Let the normally distributed scalar ambiguity \({\hat{a}}\) has the true integer \(a\) and variance \(\sigma _{{\hat{a}}}^2\). In terms of integer translation invariant property of integer admissible estimation (Teunissen 1999), the integer-removed ambiguity \({\hat{a}}-a\), here we still use \({\hat{a}}\) without any confusion, has normal distribution \({\hat{a}}\sim {N}(0,\sigma _{{\hat{a}}}^2)\) and its probability density function is

$$\begin{aligned} f_{{\hat{a}}}(x)=\frac{1}{\sqrt{2\pi }\sigma _{{\hat{a}}}}\mathrm{exp}\left\{ -\frac{x^2}{2\sigma _{{\hat{a}}}^2} \right\} \end{aligned}$$

Now, the correct integer solution is 0 and all the other integers are wrong solutions. Therefore, for the standard rounding method, the success rate is

$$\begin{aligned} P_s=\displaystyle \int _{-0.5}^{0.5}f_{{\hat{a}}}(x)~\mathrm{d}x = 2{\Phi }\left( \frac{1}{2\sigma _{{\hat{a}}}}\right) -1 \end{aligned}$$
(20)

and the probability of incorrect fixing (fail rate) is

$$\begin{aligned} P_{f} = \displaystyle \sum _{\forall z\in \mathbb {Z}\setminus \{0\}}\int _{z-0.5}^{z+0.5} f_{{\hat{a}}}(x)\ \mathrm{d}x = 2 - 2{\Phi }\left( \frac{1}{2\sigma _{{\hat{a}}}}\right) = 1- P_s\nonumber \\ \end{aligned}$$
(21)

where

$$\begin{aligned} {\Phi }(x)=\frac{1}{\sqrt{2\pi }}\int _{-\infty }^x \mathrm{e}^{-t^2/2}~\mathrm{d}t \end{aligned}$$

If \(P_{f}\) is sufficiently small, \({\hat{a}}\) can be fixed to 0. It is observed from (21) that both the variance \(\sigma _{{\hat{a}}}^2\) and the integral interval affect the fail rate \(P_{f}\). In the standard rounding, the integral interval is fixed to \([-0.5,~0.5]\), which means that \(P_{f}\) is dominated only by the variance of float ambiguity. Once the variance is given, the fail rate is fixed no matter what value the float ambiguity is.
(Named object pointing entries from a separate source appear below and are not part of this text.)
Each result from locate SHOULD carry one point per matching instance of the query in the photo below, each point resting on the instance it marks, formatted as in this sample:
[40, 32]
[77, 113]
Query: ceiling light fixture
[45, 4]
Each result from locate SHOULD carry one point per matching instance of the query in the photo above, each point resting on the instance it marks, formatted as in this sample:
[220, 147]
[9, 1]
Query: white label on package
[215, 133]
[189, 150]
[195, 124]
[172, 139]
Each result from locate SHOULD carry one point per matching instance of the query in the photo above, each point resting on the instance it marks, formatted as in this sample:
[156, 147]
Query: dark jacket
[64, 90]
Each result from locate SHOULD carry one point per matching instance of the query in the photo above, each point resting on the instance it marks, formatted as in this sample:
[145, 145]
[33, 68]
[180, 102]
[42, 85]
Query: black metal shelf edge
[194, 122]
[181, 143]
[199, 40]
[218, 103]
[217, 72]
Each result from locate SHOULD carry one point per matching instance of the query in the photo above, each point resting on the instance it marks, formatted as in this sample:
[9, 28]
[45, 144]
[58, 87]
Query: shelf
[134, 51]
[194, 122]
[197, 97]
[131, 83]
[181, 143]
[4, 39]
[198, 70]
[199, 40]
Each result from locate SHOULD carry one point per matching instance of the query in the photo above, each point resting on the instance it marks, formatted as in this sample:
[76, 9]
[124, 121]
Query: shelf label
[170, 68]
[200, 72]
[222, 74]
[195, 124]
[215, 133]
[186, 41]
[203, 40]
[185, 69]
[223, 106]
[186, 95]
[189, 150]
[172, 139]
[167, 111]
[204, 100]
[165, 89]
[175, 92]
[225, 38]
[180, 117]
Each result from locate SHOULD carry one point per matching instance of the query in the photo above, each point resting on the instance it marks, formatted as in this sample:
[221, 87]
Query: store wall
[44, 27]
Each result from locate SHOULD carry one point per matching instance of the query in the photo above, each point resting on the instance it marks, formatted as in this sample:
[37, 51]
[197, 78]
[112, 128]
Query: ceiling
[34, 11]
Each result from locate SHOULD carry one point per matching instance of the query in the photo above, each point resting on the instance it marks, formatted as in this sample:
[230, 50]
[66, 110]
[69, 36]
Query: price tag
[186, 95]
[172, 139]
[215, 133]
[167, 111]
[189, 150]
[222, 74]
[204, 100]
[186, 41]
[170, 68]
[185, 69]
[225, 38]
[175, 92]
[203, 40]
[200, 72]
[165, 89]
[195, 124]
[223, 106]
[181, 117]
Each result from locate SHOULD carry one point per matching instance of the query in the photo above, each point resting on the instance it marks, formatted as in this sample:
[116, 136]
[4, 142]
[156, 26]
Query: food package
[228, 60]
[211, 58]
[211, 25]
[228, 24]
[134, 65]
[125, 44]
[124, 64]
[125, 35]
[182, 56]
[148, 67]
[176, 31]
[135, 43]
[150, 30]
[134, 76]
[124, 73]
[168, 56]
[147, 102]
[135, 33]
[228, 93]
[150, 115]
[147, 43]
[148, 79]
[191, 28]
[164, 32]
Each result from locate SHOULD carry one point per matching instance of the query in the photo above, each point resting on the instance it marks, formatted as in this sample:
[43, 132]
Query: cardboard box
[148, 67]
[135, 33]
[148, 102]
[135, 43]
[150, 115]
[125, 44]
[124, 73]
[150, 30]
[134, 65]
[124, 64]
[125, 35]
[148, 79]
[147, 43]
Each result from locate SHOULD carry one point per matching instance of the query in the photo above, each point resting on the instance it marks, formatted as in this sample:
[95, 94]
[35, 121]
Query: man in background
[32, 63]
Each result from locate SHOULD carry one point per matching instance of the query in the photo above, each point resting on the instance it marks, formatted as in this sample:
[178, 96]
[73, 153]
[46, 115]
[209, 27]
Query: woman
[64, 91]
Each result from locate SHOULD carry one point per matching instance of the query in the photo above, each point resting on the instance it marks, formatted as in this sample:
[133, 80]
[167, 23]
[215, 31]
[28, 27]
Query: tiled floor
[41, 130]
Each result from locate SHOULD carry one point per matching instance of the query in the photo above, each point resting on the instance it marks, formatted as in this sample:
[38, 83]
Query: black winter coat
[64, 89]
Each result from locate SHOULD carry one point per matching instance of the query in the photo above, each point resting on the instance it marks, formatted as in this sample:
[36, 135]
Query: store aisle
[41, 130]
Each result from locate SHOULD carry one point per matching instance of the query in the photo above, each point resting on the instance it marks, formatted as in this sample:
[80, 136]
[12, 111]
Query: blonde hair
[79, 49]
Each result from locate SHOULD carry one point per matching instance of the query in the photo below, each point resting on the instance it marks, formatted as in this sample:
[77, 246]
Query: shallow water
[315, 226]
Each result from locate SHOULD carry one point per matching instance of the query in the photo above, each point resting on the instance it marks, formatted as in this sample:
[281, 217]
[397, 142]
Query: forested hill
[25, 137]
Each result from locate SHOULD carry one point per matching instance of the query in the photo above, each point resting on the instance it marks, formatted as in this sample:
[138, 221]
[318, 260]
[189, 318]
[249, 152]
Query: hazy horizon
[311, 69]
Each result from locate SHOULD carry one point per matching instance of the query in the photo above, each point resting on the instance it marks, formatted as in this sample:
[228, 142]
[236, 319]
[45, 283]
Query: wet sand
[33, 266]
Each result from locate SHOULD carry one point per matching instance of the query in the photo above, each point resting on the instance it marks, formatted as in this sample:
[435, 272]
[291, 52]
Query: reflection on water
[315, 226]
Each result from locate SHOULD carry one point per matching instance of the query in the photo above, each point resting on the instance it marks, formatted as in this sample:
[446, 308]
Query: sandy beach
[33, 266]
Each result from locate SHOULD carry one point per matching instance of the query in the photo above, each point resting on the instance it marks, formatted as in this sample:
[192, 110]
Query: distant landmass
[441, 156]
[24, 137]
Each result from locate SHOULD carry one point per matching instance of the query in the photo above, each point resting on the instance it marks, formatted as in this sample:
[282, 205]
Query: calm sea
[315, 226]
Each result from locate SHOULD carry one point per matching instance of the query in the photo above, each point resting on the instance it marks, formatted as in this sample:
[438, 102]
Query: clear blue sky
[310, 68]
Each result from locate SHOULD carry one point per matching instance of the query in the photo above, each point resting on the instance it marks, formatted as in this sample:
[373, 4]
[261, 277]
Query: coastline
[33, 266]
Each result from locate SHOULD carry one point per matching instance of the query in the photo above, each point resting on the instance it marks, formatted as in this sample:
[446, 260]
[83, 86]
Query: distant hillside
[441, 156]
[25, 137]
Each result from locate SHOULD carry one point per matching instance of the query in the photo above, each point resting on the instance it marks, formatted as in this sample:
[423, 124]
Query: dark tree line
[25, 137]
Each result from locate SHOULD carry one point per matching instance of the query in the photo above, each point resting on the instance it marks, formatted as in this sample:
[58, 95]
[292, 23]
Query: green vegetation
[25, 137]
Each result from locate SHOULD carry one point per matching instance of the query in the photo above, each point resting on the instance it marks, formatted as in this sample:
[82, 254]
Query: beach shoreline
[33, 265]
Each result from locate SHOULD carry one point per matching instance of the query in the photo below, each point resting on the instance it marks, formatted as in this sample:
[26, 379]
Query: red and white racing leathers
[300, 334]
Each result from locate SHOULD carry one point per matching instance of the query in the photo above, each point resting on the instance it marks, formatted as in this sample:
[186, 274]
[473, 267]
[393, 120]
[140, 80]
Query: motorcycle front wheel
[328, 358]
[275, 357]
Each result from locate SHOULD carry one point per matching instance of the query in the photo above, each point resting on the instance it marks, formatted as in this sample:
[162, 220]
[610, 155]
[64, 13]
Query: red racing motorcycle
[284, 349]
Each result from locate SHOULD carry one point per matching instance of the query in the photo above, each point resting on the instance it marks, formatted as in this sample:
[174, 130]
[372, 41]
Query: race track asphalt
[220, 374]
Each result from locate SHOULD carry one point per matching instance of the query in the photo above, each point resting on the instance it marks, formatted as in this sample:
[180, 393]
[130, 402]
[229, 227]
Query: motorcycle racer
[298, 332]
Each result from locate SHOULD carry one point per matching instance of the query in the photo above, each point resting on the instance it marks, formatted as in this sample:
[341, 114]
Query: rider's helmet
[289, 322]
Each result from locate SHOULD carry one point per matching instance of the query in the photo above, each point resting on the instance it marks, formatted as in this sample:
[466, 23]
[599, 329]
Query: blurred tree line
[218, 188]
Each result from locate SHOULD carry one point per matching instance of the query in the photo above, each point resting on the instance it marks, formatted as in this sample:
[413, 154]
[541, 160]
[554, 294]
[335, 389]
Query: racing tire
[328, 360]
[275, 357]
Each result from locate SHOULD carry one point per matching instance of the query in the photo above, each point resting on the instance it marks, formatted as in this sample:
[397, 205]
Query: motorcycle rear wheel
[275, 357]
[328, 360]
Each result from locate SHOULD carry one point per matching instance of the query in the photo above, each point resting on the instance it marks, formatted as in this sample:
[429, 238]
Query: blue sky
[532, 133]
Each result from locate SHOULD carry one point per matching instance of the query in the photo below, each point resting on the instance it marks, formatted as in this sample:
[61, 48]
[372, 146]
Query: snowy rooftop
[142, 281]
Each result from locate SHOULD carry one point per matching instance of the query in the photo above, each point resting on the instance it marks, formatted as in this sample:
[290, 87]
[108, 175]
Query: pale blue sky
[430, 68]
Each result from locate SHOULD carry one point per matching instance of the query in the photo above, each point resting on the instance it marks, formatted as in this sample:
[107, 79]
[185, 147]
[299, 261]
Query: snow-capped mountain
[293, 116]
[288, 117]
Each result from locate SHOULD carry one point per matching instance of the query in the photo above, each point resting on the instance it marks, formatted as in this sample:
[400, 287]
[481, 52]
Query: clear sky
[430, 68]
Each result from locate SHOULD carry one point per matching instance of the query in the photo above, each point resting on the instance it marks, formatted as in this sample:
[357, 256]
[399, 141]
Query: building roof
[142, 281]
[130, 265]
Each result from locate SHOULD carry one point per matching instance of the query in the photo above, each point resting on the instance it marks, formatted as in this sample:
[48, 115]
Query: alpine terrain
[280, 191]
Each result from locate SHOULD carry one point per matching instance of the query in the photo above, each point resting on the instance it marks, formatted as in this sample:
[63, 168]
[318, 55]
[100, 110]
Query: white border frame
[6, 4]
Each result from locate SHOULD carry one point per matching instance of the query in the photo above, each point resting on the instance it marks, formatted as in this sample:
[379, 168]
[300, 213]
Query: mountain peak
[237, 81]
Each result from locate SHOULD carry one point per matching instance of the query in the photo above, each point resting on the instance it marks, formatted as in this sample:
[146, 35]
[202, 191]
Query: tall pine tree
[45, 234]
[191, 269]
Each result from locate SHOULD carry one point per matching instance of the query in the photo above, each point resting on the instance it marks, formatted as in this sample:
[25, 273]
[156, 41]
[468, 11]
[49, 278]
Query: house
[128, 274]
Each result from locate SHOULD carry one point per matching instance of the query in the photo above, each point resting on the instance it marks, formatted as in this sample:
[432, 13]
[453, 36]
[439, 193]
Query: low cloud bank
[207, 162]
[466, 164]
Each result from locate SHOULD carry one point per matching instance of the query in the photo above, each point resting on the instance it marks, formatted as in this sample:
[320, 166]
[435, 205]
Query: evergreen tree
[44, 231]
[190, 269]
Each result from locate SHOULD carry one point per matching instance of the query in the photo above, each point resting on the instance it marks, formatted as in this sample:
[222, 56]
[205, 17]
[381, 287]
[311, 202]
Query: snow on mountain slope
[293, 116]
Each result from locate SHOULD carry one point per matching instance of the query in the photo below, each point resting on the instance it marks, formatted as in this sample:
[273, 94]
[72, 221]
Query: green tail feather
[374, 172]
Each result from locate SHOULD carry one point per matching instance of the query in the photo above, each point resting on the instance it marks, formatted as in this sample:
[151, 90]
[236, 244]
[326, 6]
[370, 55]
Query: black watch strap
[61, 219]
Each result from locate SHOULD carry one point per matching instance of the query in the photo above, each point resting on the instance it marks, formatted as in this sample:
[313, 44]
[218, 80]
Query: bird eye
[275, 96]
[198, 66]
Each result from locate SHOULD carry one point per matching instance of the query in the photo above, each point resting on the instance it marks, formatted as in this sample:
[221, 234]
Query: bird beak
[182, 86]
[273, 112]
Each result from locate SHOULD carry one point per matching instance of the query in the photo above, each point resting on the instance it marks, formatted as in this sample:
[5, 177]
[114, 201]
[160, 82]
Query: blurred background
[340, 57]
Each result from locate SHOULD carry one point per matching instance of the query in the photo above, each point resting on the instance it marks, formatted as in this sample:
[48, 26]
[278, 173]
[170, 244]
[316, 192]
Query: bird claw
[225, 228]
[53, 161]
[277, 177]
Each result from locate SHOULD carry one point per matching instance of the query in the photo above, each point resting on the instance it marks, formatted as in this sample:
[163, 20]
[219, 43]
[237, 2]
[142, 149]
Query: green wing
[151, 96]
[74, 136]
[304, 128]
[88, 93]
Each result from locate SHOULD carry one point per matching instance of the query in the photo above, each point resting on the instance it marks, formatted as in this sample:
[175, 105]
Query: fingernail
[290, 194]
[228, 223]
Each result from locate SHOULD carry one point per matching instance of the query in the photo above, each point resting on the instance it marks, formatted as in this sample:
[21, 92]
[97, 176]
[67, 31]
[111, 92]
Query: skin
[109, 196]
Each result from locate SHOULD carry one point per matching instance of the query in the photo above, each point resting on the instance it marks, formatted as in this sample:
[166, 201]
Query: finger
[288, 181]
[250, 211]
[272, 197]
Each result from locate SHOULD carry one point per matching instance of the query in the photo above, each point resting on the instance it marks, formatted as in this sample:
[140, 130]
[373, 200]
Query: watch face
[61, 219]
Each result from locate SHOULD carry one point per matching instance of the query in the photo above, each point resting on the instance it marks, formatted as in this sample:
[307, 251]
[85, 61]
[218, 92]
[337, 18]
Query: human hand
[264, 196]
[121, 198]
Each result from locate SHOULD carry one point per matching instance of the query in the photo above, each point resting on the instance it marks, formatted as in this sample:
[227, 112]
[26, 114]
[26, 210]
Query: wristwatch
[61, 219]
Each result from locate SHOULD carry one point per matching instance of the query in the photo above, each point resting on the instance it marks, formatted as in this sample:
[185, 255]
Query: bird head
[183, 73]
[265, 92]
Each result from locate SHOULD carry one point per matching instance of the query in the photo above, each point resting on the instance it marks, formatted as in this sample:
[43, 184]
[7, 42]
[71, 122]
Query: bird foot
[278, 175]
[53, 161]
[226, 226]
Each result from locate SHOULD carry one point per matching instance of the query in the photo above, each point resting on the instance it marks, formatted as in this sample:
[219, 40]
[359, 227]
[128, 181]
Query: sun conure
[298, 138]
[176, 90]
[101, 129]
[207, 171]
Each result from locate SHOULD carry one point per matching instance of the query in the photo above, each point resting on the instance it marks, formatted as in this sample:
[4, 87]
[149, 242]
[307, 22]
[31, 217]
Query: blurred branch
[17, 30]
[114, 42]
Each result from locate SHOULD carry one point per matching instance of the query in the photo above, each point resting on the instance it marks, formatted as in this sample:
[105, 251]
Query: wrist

In terms of the integer aperture estimation (Teunissen 2005), we downscale the integral interval to decrease the fail rate. Let the downscaled interval as \([-r,~r]~(0\le r\le 0.5)\), then the success rate is

$$\begin{aligned} P_s = \int _{-r}^{r} f_{{\hat{a}}}(x)\ \mathrm{d}x = 2{\Phi }\left( \frac{r}{\sigma _{{\hat{a}}}}\right) -1 \end{aligned}$$
(22)

and the fail rate is

$$\begin{aligned} P_{f}&= \displaystyle \sum _{\forall z\in \mathbb {Z}\setminus \{0\}}\int _{z-r}^{z+r} f_{{\hat{a}}}(x)~\mathrm{d}x \nonumber \\&= \displaystyle \sum _{\forall z\in \mathbb {Z}\setminus \{0\}}\left[ {\Phi }\left( \frac{r+z}{\sigma _{{\hat{a}}}}\right) -{\Phi }\left( \frac{z-r}{\sigma _{{\hat{a}}}}\right) \right] \end{aligned}$$
(23)

Obviously, both \(P_s\) and \(P_{f}\) become smaller for smaller \(r\). Although the infinite non-zero integers are involved in computing \(P_{f}\), it is adequate to consider only several integers around 0 since the integrals of those integers far from 0 are so small to be ignored. Let the integers from \(-i_0\) to \(i_0\) be considered, we refer to Appendix for what value \(i_0\) should be taken as a function of float ambiguity precision \(\sigma _{{\hat{a}}}\) with very small errors. Obviously, only very few integers are necessary with very small error, see Fig. 8 in Appendix. With the integer \(i_0\), the fail rate (23) can be computed as (Li et al. 2012)

$$\begin{aligned} P_{f} = 2\times \sum _{z=1}^{i_0-1}\left[ {\Phi }\left( \frac{r+z}{\sigma _{{\hat{a}}}}\right) -{\Phi }\left( \frac{z-r}{\sigma _{{\hat{a}}}} \right) \right] \end{aligned}$$
(24)

The fail rate \(P_{f}\) is a function of the rounding radius \(r\) and precision \(\sigma _{{\hat{a}}}\) of float ambiguity. With float ambiguity in hand, one can now control \(P_{f}\) by changing \(r\). In the network AR, one prefers to control \(P_{f}\) critically, for instance 0.01 % in this study, since the incorrect AR will result in the wrong positioning for all users.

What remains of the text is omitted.